Geosesarma danumense Ng, 2002
status

 

Geosesarma danumense Ng, 2002  Figure 7 A–C

Geosesarma danumense  Ng, 2002: 303, figs 1-3; Ng et al. 2008: 220.

Material examined.

Holotype: male (14.8 × 14.6 mm) (ZRC 2017.1298), in pitfall trap, primary forest, Danum Valley Field Centre, Sabah, Malaysia, coll. C. Colón, 22 November 1996. Others: 1 ovigerous female (14.9 × 15. mm) (ZRC 2017.1273), in water filled rotting log, Nature Trail, Danum Valley Field Centre, Sabah, Borneo, coll. local rangers, 21 July 2017.

Comparative material.

Geosesarma sabanum  Ng, 1992: holotype male (13.1 × 13.6 mm) (ZRC 2018.0296), on leaf of herb in forest, ca. 50 m from nearest stream, Tawau Hills Park, eastern Sabah, Malaysia, Borneo, coll. R.F. Inger, 3 November 1991.

Colour.

Geosesarma danumense  has a dark yellow to orange carapace, purple ambulatory legs with scattered white specks, orange merus and carpus of the chelipeds, with the palm and fingers white (Fig. 7 A–C). The eggs of the recently collected ovigerous female were observed to be a bright reddish orange in colour and large in size, indicating that the development is probably direct (see Soh 1969; Ng and Tan 1995). The live coloration is very similar to the related G. sabanum  Ng, 1992 from Tawau (Fig. 7D).

Remarks.

Geosesarma danumense  and G. sabanum  are morphologically close, although the external orbital tooth of the latter species is proportionately more slender, the frontal margin less truncate, the ambulatory meri proportionately shorter, and most significantly the corneous distal part of the G1 is proportionately longer (see Ng 2002).

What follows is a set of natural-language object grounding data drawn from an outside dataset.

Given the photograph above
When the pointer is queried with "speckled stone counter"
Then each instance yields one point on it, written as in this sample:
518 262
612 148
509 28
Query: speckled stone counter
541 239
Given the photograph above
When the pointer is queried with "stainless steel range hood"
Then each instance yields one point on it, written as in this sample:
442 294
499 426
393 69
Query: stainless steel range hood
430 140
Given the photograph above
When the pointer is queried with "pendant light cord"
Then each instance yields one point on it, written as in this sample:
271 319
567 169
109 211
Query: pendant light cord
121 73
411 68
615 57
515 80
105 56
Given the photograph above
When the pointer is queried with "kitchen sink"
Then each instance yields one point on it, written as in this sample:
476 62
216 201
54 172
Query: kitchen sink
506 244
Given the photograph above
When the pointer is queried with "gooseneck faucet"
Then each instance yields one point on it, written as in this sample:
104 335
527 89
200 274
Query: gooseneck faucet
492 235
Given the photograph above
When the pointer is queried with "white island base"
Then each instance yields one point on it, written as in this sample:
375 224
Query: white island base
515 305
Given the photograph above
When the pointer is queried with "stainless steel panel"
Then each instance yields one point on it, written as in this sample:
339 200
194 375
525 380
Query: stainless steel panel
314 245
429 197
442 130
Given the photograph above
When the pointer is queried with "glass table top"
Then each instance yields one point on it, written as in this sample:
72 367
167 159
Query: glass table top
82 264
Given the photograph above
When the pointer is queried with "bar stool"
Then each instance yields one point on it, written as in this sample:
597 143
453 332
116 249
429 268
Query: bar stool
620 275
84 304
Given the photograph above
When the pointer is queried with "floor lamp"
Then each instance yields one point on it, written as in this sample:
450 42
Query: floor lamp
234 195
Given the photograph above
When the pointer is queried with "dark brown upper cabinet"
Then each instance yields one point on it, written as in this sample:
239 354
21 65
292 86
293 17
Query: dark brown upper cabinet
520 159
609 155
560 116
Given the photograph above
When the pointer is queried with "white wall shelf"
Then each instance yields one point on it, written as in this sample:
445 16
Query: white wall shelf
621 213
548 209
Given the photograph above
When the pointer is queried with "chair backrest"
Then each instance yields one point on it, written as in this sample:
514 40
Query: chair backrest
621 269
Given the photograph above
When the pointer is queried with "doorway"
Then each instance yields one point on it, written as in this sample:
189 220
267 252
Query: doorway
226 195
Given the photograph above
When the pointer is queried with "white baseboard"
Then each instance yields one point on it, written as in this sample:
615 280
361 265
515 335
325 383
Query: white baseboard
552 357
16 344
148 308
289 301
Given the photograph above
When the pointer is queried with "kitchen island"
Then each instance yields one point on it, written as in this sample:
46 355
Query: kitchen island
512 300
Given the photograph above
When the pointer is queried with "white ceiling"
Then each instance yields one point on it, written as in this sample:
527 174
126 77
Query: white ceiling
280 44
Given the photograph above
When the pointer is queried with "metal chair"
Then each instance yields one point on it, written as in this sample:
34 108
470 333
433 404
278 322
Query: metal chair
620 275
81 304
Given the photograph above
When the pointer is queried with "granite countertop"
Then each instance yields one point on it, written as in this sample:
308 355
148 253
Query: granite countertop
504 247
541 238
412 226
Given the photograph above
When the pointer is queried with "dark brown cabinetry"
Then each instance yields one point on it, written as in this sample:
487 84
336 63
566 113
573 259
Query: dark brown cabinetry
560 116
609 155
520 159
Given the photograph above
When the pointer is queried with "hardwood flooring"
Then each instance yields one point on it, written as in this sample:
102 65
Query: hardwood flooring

The holotype of G. danumense  was obtained from a pitfall trap while the recent large ovigerous female (ZRC 2017.1273) was collected from under a rotting log. Specimens have also been observed climbing small shrubs. In this respect, it probably has similar habits to G. sabanum  from Tawau which has been observed by the second author to hide between the leaves of Pandanus  sp. during the day, emerging only at night to forage on low lying vegetation and occasionally amongst leaf litter (unpublished data). The terrestrial habits of G. danumense  and G. sabanum  probably parallel those known for species in Peninsular Malaysia and Indonesian Kalimantan ( Ng 2015, 2017).

Manuel-Santos et al. (2016: 336) commented that the three species of Geosesarma  on Palawan Island in the Philippines, G. lawrencei  Manuel-Santos & Yeo, 2007, G. batak  Manuel-Santos, Ng & Freitag, 2016, and G. tagbanuana  Manuel-Santos, Ng & Freitag, 2016, are morphologically very similar to the Sabahan G. danumense  and G. sabanum  , notably in their relative large adult size and long slender ambulatory legs. Their G1 structures, however, are very different, with those of the latter two species proportionately much shorter and stouter (cf. Ng 1992, 2002; Manuel-Santos and Yeo 2007; Manuel-Santos et al. 2016).